Azure / azure-functions-durable-extension

Durable Task Framework extension for Azure Functions
MIT License
710 stars 263 forks source link

RpcException "ResourceExhausted" while attempting to read orchestrator output if the input is greater than 4MB #2831

Open DCorrBECare opened 1 month ago

DCorrBECare commented 1 month ago

Description

I'm scheduling an orchestrator with an input bigger than 4MB (which is now possible thanks to #2778). Everything works as expected except when i try to read the orchestrator's output.

Expected behavior

I can read the orchestrator's output without an exception being thrown.

Actual behavior

Exception: Grpc.Core.RpcException: Status(StatusCode="ResourceExhausted", Detail="Received message exceeds the maximum configured message size.")

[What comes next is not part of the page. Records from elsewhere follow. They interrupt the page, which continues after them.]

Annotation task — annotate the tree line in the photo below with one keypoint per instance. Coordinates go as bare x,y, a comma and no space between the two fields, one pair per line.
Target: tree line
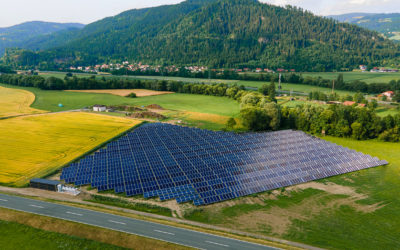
260,114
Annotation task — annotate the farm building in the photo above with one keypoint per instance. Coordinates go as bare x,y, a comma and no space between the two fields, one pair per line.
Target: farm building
388,94
99,108
351,103
45,184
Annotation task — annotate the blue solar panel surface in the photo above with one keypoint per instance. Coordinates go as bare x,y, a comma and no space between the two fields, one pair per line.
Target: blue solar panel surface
190,164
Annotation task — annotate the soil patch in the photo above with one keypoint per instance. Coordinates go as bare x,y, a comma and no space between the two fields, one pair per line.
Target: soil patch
154,106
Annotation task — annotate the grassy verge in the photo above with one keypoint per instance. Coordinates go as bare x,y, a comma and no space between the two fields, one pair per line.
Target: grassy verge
66,235
129,205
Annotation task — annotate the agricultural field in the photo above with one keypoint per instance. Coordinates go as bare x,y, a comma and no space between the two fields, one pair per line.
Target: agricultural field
37,145
49,100
14,102
359,210
367,77
124,92
18,236
30,231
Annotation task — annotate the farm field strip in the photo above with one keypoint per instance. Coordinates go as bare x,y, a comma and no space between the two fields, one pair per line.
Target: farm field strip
33,146
14,102
49,100
124,92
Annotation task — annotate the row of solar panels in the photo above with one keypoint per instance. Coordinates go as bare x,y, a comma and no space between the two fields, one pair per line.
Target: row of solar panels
155,161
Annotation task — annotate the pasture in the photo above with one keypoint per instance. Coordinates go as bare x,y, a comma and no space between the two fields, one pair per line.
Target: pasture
35,146
367,77
124,92
14,102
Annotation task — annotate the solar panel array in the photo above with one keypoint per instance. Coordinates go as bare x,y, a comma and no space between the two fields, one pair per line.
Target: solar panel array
190,164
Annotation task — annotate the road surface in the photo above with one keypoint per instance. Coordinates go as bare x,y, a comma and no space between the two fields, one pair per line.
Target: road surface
128,225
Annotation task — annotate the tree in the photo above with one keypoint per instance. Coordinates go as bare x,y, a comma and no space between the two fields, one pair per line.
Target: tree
358,97
264,89
373,104
131,95
273,112
230,124
358,131
272,90
254,119
250,99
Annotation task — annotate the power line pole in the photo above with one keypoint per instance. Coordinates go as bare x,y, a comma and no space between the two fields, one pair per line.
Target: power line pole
280,80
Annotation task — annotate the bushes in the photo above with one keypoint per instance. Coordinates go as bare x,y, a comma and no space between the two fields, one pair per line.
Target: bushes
131,95
342,121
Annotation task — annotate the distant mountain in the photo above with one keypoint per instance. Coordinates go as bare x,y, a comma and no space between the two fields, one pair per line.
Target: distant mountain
387,24
217,33
19,35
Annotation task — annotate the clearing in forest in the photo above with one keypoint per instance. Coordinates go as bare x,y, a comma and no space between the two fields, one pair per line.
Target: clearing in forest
14,102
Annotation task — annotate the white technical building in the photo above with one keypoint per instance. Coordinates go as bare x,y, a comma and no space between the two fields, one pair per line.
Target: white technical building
99,108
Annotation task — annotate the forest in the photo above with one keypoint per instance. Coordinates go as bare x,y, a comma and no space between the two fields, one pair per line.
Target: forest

Relevant source code snippets

FunctionApp1.zip

Known workarounds

No known workarounds

App Details

Screenshots

https://github.com/Azure/azure-functions-durable-extension/assets/97175816/8555dc6f-1c03-42e7-9c6f-fbc611a9e208

DCorrBECare commented 2 weeks ago

Hi team, any update on this?

davidmrdavid commented 2 weeks ago

Sorry for the delay here. This seems to be an oversight in the GetInstances API, which is probably making a GRPC call with some default size limit somewhere.

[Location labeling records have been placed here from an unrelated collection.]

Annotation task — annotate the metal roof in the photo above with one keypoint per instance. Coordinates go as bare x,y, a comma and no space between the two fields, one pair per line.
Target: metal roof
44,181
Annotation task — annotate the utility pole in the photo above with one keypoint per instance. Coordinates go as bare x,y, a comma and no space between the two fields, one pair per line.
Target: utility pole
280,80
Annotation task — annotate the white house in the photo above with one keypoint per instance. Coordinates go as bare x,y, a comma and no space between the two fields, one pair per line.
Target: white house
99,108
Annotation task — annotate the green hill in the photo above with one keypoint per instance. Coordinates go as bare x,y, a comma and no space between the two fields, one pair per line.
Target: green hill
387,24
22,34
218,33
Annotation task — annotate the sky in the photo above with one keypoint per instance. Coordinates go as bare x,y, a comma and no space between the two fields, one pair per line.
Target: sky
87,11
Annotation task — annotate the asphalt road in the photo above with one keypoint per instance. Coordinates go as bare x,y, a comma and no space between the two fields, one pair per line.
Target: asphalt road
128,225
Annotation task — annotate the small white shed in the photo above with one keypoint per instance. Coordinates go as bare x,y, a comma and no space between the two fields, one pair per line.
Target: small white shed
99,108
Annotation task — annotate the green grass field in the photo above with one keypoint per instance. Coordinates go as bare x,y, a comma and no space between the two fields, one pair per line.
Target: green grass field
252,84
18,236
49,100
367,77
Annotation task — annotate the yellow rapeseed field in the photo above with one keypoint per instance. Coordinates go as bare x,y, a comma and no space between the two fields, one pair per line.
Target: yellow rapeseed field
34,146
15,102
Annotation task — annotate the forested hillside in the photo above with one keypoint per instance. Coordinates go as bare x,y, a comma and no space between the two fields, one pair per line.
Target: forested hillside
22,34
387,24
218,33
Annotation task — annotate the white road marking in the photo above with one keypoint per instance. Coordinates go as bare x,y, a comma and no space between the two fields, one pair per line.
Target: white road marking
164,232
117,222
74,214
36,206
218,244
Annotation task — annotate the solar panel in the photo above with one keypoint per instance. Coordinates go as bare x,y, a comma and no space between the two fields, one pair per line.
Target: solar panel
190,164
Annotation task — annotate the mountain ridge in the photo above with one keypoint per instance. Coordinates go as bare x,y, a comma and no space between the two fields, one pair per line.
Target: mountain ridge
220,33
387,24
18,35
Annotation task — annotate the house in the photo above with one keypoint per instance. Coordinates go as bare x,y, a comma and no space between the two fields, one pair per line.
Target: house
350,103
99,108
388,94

cc/ @jviau in case he's able to easily find the source code where this config can be specified. If this is an easy fix, there's no reason why we couldn't sneak in that fix in the coming weeks.

@DCorrBECare: are you able to work around this issue by not passing this "large" data directly, instead utilizing a claim-check pattern (i.e passing a lightweight identifier that you can use to download the data when needed)? Just thinking of workarounds as it may take us a bit to prioritize this, especially given that it is a DF anti-pattern to directly deal with inputs that are MBs large.

jviau commented 2 weeks ago

@DCorrBECare can you provide a minimal repro?

Even though we set the max message length to int.MaxValue, this doesn't mean you can use inputs/outputs of arbitrary size. These are still network calls that have constraints out of our control applied to them.

jviau commented 2 weeks ago

Ah okay - we set the increased limit WebJobs side, but we have not increased the channel limit worker side. The work is to configure channel options in these two files:

https://github.com/Azure/azure-functions-durable-extension/blob/dev/src/Worker.Extensions.DurableTask/FunctionsDurableClientProvider.net6.cs https://github.com/Azure/azure-functions-durable-extension/blob/dev/src/Worker.Extensions.DurableTask/FunctionsDurableClientProvider.netstandard.cs

DCorrBECare commented 2 weeks ago

Hi @jviau @davidmrdavid, thank you for your feedback.

Yes I am able to workaround this issue with a claim-check pattern, that's what i have been doing till this time.

I am reading the output of the orchestrator inside an HTTP function, the output size doesn't really matter if the input is greater than 4MB. In the repro I attached in the issue the output is only one char.